The strains selected for inclusion in the 2012-2013 flu vaccines are: A/California/7/2009 (H1N1)-like virus, A/Victoria/361/2011 (H3N2)-like virus, and the B/Wisconsin/1/2010-like virus. The approved vaccines include: CSL Limited’s Afluria; GlaxoSmithKline Biologicals’ Fluarix; ID Biomedical Corporation’s FluLaval; MedImmune Vaccines’ FluMist; Novartis Vaccines and Diagnostics Limited’s Fluvirin; and Sanofi Pasteur’s Fluzone, Fluzone High-Dose and Fluzone Intradermal.

New Cancer Treatments

Sanofi-aventis’ Zaltrap (ziv-aflibercept) was approved for use in combination with a Folfiri (folinic acid, fluorouracil and irinotecan) chemotherapy regimen to treat adults with colorectal cancer. Zaltrap is intended for patients whose cancer has spread to other parts of the body and whose tumors are resistant to or have progressed after an oxaliplatin-containing chemotherapy regime.
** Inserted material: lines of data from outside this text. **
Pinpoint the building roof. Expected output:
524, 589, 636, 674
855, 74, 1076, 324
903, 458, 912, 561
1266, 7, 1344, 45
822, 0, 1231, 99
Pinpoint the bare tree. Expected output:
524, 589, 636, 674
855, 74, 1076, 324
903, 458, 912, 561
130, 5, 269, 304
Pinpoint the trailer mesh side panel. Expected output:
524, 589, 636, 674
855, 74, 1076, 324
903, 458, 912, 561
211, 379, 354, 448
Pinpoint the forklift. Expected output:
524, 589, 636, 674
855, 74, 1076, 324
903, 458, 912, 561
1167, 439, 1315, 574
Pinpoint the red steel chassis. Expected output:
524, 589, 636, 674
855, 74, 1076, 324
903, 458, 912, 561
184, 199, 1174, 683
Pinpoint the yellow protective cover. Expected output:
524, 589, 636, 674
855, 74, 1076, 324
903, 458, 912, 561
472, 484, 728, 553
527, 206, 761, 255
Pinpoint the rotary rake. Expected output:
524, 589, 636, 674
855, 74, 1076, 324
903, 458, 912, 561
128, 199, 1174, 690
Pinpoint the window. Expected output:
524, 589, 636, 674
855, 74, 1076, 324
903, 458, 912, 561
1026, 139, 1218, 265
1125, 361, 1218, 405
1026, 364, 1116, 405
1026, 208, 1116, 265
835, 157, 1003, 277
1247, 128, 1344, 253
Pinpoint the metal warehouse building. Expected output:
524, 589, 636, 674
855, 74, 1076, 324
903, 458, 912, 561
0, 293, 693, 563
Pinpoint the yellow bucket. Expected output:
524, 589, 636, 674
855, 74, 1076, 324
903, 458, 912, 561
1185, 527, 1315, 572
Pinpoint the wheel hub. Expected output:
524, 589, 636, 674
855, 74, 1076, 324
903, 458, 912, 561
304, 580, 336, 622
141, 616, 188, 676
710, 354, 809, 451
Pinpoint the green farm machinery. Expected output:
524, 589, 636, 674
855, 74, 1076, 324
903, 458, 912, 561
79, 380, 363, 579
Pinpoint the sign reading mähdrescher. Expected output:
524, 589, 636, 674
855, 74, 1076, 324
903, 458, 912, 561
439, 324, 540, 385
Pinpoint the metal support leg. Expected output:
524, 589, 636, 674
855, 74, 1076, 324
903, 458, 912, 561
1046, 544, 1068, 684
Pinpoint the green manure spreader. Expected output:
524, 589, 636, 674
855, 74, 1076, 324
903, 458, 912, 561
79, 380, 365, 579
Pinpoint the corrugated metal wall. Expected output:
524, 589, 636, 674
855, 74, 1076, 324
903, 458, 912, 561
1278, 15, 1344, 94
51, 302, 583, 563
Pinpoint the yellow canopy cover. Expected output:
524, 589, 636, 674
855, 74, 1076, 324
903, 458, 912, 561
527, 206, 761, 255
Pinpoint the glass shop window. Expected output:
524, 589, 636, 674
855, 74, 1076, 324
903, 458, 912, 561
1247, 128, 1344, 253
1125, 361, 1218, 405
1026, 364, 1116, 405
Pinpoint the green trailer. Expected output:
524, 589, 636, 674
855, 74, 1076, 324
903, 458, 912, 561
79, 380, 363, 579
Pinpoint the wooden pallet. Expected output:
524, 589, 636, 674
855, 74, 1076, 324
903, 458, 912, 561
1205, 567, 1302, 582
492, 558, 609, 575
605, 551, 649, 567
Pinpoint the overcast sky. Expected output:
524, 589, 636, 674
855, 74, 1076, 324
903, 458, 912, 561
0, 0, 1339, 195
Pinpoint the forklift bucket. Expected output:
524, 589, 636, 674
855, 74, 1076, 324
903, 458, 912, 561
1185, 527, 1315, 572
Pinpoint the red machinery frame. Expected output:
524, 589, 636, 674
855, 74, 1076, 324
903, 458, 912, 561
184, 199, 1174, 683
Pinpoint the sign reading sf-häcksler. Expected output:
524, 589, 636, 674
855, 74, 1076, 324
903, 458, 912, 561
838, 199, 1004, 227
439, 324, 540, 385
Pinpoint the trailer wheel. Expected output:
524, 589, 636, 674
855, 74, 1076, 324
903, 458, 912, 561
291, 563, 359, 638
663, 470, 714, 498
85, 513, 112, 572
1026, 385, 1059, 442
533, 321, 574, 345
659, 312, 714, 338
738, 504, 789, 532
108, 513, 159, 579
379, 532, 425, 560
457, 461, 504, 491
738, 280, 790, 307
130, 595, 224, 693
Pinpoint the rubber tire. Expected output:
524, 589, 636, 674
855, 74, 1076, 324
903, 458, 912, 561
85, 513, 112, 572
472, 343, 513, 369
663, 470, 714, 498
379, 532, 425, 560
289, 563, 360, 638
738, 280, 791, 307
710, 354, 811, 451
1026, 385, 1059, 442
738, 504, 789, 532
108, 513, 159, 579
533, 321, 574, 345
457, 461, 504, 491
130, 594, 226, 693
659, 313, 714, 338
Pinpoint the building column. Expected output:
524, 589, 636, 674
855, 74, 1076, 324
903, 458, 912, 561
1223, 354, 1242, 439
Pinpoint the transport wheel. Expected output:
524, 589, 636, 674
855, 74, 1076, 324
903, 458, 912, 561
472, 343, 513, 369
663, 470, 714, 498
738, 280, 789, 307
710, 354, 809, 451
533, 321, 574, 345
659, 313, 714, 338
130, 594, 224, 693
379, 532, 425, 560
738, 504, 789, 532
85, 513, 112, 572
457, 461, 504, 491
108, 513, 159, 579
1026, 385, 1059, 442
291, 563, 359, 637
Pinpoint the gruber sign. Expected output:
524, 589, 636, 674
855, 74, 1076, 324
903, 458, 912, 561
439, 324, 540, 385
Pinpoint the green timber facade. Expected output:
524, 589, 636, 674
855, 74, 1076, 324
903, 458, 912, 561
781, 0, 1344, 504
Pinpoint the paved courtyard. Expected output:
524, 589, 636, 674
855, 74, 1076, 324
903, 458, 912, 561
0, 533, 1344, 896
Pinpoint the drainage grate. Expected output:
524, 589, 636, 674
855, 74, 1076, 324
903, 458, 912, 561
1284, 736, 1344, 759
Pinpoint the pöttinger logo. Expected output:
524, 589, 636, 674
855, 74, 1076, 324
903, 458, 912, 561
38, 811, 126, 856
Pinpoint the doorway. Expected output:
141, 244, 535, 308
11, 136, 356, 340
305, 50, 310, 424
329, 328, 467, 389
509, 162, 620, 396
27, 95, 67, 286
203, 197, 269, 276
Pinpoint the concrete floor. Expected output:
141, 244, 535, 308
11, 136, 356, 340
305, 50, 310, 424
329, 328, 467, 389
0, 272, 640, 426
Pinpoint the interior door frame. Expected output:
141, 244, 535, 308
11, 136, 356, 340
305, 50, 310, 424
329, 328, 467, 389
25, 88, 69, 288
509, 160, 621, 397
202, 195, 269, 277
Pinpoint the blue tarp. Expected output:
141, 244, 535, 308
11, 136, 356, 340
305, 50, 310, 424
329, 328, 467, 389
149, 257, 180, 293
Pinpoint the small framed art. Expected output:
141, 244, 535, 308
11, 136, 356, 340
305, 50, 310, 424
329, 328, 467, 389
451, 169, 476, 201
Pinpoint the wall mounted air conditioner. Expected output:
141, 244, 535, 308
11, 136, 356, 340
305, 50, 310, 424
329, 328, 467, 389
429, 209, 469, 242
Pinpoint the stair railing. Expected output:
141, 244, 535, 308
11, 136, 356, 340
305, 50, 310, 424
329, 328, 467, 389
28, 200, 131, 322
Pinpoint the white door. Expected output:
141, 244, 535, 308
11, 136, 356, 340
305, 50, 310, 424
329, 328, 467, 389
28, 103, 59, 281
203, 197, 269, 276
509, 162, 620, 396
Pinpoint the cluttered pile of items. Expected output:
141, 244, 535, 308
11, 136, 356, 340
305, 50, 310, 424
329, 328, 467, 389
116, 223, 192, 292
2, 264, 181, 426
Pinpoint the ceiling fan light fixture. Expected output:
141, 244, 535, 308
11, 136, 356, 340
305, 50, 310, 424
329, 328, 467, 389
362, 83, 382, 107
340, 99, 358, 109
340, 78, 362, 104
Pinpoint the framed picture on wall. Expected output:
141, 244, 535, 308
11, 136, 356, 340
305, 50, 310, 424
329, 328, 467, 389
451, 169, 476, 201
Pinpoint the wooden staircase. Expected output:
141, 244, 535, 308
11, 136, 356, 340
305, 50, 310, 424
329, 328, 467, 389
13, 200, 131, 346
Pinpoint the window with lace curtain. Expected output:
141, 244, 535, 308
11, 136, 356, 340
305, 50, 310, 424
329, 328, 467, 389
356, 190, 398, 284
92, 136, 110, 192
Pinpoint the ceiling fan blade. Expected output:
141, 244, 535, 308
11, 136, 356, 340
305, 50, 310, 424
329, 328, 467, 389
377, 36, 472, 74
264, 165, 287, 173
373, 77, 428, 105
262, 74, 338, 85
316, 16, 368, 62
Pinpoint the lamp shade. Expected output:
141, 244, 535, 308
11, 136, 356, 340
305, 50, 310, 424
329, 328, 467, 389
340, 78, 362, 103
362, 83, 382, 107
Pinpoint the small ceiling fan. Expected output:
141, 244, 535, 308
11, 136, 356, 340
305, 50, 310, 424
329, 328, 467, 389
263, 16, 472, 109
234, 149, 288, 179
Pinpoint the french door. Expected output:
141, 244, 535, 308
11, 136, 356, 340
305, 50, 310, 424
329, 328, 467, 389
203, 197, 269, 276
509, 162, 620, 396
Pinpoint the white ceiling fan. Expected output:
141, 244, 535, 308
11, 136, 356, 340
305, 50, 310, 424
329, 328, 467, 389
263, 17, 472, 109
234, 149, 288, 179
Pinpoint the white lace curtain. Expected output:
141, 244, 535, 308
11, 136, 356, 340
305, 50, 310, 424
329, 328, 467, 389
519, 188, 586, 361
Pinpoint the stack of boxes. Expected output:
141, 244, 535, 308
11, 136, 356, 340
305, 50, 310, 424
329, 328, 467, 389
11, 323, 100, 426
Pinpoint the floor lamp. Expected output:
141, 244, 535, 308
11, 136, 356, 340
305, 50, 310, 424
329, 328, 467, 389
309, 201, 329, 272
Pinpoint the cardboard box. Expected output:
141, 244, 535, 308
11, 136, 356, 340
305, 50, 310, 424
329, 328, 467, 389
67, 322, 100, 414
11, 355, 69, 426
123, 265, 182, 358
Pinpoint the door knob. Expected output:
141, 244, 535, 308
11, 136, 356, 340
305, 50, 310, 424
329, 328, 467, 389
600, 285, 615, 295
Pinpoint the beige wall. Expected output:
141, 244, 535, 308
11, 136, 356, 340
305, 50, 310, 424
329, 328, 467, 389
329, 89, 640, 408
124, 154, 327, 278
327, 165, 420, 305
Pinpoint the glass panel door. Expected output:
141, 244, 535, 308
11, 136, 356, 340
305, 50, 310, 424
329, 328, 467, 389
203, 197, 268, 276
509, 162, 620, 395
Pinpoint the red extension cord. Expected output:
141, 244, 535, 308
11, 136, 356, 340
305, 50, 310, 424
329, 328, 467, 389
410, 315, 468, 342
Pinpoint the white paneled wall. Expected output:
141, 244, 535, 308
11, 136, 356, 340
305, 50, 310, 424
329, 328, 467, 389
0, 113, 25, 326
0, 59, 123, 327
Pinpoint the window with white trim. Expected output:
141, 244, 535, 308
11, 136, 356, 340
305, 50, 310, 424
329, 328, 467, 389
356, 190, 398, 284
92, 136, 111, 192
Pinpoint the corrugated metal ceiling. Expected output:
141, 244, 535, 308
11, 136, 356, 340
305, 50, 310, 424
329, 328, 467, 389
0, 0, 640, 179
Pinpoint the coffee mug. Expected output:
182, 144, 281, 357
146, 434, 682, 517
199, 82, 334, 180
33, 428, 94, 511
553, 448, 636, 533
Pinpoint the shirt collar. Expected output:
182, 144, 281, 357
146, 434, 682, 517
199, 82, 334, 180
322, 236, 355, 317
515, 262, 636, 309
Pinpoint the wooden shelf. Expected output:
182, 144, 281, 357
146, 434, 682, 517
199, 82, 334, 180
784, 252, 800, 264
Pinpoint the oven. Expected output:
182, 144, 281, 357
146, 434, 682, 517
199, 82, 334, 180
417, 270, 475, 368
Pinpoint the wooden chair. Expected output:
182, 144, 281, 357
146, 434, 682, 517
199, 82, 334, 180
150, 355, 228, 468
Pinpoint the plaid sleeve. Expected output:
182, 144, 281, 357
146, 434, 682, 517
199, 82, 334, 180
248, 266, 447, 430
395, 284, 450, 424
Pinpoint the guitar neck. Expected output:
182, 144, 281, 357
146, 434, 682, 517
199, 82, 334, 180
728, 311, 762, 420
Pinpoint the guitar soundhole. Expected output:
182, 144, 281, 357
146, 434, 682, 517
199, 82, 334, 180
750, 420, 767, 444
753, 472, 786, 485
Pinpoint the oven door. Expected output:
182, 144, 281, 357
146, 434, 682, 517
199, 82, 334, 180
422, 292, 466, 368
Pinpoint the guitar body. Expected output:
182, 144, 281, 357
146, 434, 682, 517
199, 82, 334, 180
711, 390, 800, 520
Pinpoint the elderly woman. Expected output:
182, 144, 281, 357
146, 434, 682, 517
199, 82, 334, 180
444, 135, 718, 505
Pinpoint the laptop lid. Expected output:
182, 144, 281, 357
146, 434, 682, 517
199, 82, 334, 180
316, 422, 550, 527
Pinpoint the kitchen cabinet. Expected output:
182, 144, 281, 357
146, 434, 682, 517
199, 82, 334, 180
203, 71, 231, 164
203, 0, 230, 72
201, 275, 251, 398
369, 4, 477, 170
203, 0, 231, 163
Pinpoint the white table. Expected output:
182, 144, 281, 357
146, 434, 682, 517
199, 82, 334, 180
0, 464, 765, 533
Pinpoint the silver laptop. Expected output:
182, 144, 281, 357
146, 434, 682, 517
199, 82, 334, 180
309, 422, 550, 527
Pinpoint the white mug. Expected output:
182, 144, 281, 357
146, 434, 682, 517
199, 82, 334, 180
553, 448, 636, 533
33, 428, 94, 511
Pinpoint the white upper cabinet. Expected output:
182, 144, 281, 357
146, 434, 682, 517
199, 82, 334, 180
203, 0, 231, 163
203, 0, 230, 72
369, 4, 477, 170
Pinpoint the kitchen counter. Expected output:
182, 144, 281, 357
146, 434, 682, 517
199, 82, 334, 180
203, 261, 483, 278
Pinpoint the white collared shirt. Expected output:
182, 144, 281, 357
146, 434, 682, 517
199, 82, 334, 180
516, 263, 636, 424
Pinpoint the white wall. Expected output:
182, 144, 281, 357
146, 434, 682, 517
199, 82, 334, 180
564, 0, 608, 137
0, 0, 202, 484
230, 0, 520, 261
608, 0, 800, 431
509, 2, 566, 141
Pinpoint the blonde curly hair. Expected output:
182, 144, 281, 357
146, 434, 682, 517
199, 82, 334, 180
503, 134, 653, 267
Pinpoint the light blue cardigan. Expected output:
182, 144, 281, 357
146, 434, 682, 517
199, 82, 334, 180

The FDA also approved Talon Therapeutics’ Marqibo (vincristine sulfate liposome injection) to treat adults with a rare type of leukemia called Philadelphia chromosome negative (Ph-) acute lymphoblastic leukemia. It is approved for patients whose leukemia has returned two or more times, or whose leukemia has progressed following two or more regimens of anti-leukemia therapy.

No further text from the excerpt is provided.